C’est pourquoi Dominique de Villepin, en désaccord sur le thème de la rupture, leitmotiv de son rival - officieusement et non officiellement - Nicolas Sarkozy, autrement dit sur la façon de voir la France et les moyens à mettre en œuvre pour lui garantir son rang dans le futur, le fait savoir. Et joue sur une autre gamme, celle de la continuité dans le changement. C’est le moins à attendre de tout homme politique à la stature de personnalité d’Etat : défendre ses opinions et user de sa force de conviction pour rallier le plus grand nombre, persuadé d’être dans le vrai.

 

Néanmoins, cette opposition systématique de Dominique de Villepin à Nicolas Sarkozy trouble. En effet, par rapport à son ministre de l’Intérieur, pour l’instant, le Premier ministre accuse des handicaps dans la course à la présidentielle. Des handicaps qui jusqu’à présent compromettent ses chances, même si elles n’entament en rien sa détermination : l’absence d’un parti, une faible popularité, un bilan positif mais fragile, sous l’emprise de la conjoncture. Que cette dernière se retourne, et ce bilan en souffrira immédiatement. Cependant, dans l’absolu, rien d’irréversible. Loin de là. Un certain Jacques Chirac en est un des meilleurs exemples ; notamment en 1995 ou sept mois avant l’échéance, il se trouvait au plus mal. Et personne n’osait parier même un kopek ! Tout le monde connaît la suite.

 

Toutefois, en dépit de ces obstacles, il se peut que Dominique de Villepin, mesurant le chemin de croix à parcourir, se prononce pour la sagesse. Autrement dit, le retrait. Mais dans ce cas, quel intérêt a le Premier ministre à s’exposer ainsi, à tirer à boulets rouges sur son ministre de l’Intérieur ? Une agressivité à laquelle il semble, d’ailleurs, prendre plaisir.

 

Dans ce cas, reste une dernière hypothèse : Dominique de Villepin sert de "porte-flingue" de Jacques Chirac, décidé à se représenter afin de faire barrage à Nicolas Sarkozy que, au fond de lui, et derrière les apparences afin de donner une image policée de leurs rapports, il ne peut voir en peinture.
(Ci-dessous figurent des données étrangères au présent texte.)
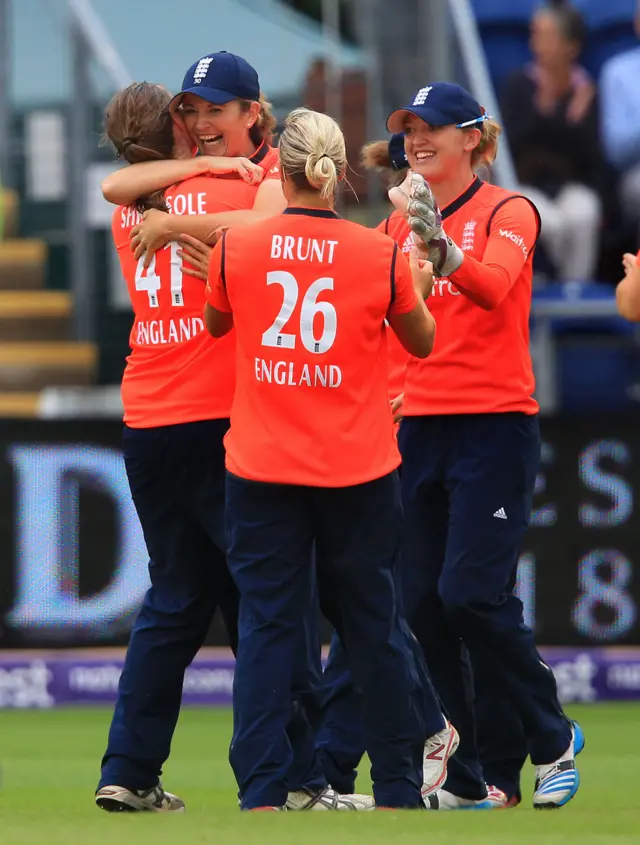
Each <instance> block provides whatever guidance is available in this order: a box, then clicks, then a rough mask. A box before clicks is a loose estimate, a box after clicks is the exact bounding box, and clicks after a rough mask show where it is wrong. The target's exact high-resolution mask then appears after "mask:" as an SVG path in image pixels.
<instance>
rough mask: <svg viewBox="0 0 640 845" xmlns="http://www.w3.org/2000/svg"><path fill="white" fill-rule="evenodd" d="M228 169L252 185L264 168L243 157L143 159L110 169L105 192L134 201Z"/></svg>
mask: <svg viewBox="0 0 640 845" xmlns="http://www.w3.org/2000/svg"><path fill="white" fill-rule="evenodd" d="M225 173H238V174H239V175H240V176H241V177H242V179H243V180H244V181H245V182H248V183H249V184H250V185H257V184H259V183H260V182H261V181H262V178H263V176H264V170H263V169H262V168H261V167H260V166H259V165H257V164H254V163H253V162H252V161H250V160H249V159H248V158H240V157H231V158H227V157H225V156H197V157H196V158H187V159H167V160H166V161H143V162H139V163H138V164H130V165H129V166H128V167H122V168H120V169H119V170H116V171H114V172H113V173H110V174H109V175H108V176H107V178H106V179H105V180H104V181H103V183H102V194H103V196H104V198H105V199H106V200H108V202H112V203H114V204H115V205H132V204H133V203H134V202H135V201H136V200H137V199H138V197H144V196H147V195H148V194H152V193H153V192H154V191H161V190H162V189H163V188H169V187H170V186H171V185H175V184H176V182H182V181H183V180H184V179H189V178H190V177H191V176H199V175H206V174H213V175H222V174H225ZM187 234H191V233H190V232H188V233H187ZM196 237H197V236H196Z"/></svg>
Un Jacques Chirac prêt à tout pour faire perdre Nicolas, comme en son temps l’avait fait François Mitterrand pour Michel Rocard. Au prix de faire élire le candidat ou la candidate de gauche. Une idée qui a dû effleurer le président. Faire la bise à son successeur au lieu de serrer la paluche à Nicolas Sarkozy, une perspective autrement plus séduisante pour Jacques Chirac. Et qui par là-même lui permettrait d’entrer dans l’histoire de la politique française comme le premier chef d’Etat à passer les pouvoirs à une femme !

 

Alors, Dominique de Villepin, vrai candidat en rodage ? Ou candidat virtuel en agent (2) 007 au service de Jacques Chirac, avec pour mission spéciale de dégommer Nicolas Sarkozy ? A vous de choisir.